Hydrogen buses are technically viable but carry higher capital cost, lower energy efficiency, greater infrastructure complexity, and greater staffing load than battery electric buses. Transit agencies exist to deliver reliable service at reasonable cost.

If hydrogen proceeds, it must do so within strict guardrails. Limit fleet share. Protect BEV scaling. Cap fuel exposure. Avoid permanent depot alterations where possible. Demand performance guarantees. Require decommissioning bonds. Maintain spare ratios above standard planning levels. Quantify staffing impacts. Model worst case fuel prices. In short, manage hydrogen as a constrained experiment, not as an equal pillar of fleet strategy.

5:00 to 6:00 — Networking and open discussion

The day will be long because derisking hydrogen bus trials for riders, taxpayers, the transit agency and the city is non-trivial. Cities around the world are facing the collapse of the trials and left with barely used or unused hydrogen refueling stations, contracts that they are struggling to break and parked buses. They are not achieving any of the purported climate benefits, especially now that it’s clear that hydrogen is a potent, if indirect, greenhouse gas, interfering with the breakdown of methane in the atmosphere, and it leaks.

CUTRIC’s workshop in Mississauga is framed as readiness for hydrogen arrival. What transit agencies actually need is a workshop focused on containing the operational, fiscal, and organizational risk of hydrogen deployment. MiWay has already committed public funds and institutional capital to this pathway.
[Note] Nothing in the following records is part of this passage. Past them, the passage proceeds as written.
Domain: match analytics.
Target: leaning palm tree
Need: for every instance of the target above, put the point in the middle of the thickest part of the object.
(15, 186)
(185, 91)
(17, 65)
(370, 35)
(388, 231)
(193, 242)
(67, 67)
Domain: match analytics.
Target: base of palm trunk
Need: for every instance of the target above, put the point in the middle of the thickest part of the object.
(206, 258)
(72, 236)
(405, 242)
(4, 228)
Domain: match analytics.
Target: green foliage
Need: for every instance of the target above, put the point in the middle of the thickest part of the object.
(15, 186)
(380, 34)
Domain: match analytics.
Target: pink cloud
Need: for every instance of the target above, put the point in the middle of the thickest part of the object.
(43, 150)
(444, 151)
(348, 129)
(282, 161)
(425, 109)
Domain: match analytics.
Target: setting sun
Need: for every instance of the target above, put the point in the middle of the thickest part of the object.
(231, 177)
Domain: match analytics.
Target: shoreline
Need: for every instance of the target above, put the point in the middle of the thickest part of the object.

Continuing to sponsor hydrogen enablement sessions without confronting the full scope of risk continues to divert time and money from the proven lever of battery electric scaling. If agencies are disciplined, they will not spend a day rehearsing readiness narratives. They will spend it building the risk management framework outlined above and accelerating battery electric buses onto routes as quickly as capital and grid upgrades allow.